If $a = cos\theta + i \cdot sin\theta$ then $1+a^{2}$ is:

• A. $2 \cdot cos\theta(cos\theta + i \cdot sin\theta)$
• B. $2 \cdot cos\theta(cos\theta - i \cdot sin\theta)$
• C. $2 \cdot sin\theta(cos\theta + i \cdot sin\theta)$
• D. $cos\theta(cos\theta + i \cdot sin\theta)$

Hint:

Always look to use the identity $1 + cos(2\theta) = 2 \cdot cos^2\theta$ to simplify expressions involving $1 + e^{i2\theta}$.

Answer 1

The Correct Option is A

Concept: According to De Moivre's Theorem, for any complex number in polar form $a = e^{i\theta} = cos\theta + i \cdot sin\theta$, the square is $a^2 = e^{i2\theta} = cos(2\theta) + i \cdot sin(2\theta)$. We then simplify the expression $1+a^2$ using trigonometric identities.

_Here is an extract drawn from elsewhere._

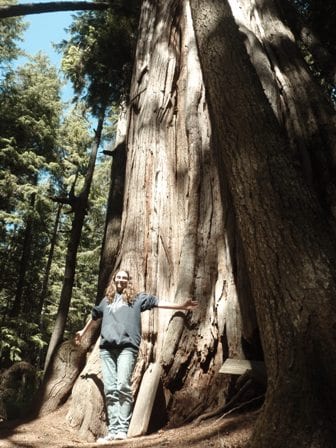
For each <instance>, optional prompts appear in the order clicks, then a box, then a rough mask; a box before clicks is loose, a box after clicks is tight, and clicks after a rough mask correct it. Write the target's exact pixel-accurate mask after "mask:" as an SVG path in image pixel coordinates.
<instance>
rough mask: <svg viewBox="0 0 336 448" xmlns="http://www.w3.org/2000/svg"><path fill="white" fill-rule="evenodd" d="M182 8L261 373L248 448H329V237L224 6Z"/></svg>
mask: <svg viewBox="0 0 336 448" xmlns="http://www.w3.org/2000/svg"><path fill="white" fill-rule="evenodd" d="M191 4H192V13H193V19H194V24H195V29H196V36H197V43H198V48H199V53H200V58H201V66H202V71H203V76H204V82H205V86H206V89H207V98H208V102H209V109H210V116H211V123H212V126H213V133H214V139H215V144H216V148H217V154H218V160H219V164H220V169H221V170H222V173H223V176H225V178H226V179H227V181H228V184H229V188H230V192H231V194H232V198H233V206H234V210H235V216H236V220H237V223H238V227H239V231H240V234H241V238H242V244H243V248H244V252H245V255H246V260H247V266H248V273H249V278H250V281H251V288H252V293H253V296H254V300H255V303H256V310H257V317H258V322H259V328H260V333H261V338H262V343H263V348H264V354H265V361H266V366H267V371H268V389H267V396H266V402H265V406H264V409H263V413H262V415H261V417H260V419H259V422H258V424H257V427H256V429H255V433H254V437H253V440H252V442H251V447H256V448H257V447H258V448H263V447H269V446H272V448H278V447H279V448H280V447H283V446H288V447H297V446H300V447H302V448H305V447H312V446H313V445H314V446H316V447H321V448H322V447H330V448H331V447H332V446H333V445H334V441H335V419H336V414H335V408H334V404H333V403H334V401H335V398H336V387H335V381H334V378H335V373H336V372H335V370H336V355H335V352H334V350H333V346H334V341H335V337H336V334H335V328H336V327H335V319H336V310H335V301H334V297H335V292H336V291H335V288H336V285H335V268H334V259H335V254H336V251H335V245H334V238H333V232H332V231H331V230H330V227H329V226H328V224H327V223H326V222H325V220H324V214H323V211H322V210H321V208H320V206H319V203H318V201H317V199H316V197H315V195H314V194H313V193H312V192H311V190H310V189H309V187H308V185H307V184H306V183H305V181H304V180H303V179H302V177H301V176H300V172H299V171H298V170H296V169H295V168H294V166H295V161H293V158H292V153H291V151H290V150H288V146H287V142H286V140H284V138H283V134H282V132H281V130H280V129H279V126H278V123H277V122H276V121H275V118H274V115H273V114H272V113H271V112H270V106H269V104H268V102H267V101H266V98H265V96H264V93H263V91H262V88H261V85H260V82H259V79H258V77H257V76H256V73H255V71H254V70H253V69H252V67H251V64H250V61H249V60H248V58H247V55H246V53H245V51H244V48H243V45H242V41H241V37H240V36H239V33H238V29H237V27H236V25H235V23H234V21H233V17H232V14H231V11H230V8H229V5H228V3H227V2H225V1H217V0H214V1H206V0H198V1H196V0H195V1H192V2H191ZM219 92H221V95H219ZM228 105H229V107H228ZM312 364H314V365H313V366H312Z"/></svg>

Step 1: Substitute $a^2$ and simplify.
Given $a = cos\theta + i \cdot sin\theta$: \[ 1 + a^2 = 1 + (cos\theta + i \cdot sin\theta)^2 \] \[ 1 + a^2 = 1 + cos(2\theta) + i \cdot sin(2\theta) \]

Step 2: Apply double-angle identities.
Recall that $1 + cos(2\theta) = 2 \cdot cos^2\theta$ and $sin(2\theta) = 2 \cdot sin\theta \cdot cos\theta$: \[ 1 + a^2 = 2 \cdot cos^2\theta + i(2 \cdot sin\theta \cdot cos\theta) \]

Step 3: Factor out the common term.
Factor out $2 \cdot cos\theta$: \[ 1 + a^2 = 2 \cdot cos\theta(cos\theta + i \cdot sin\theta) \] This matches option (1).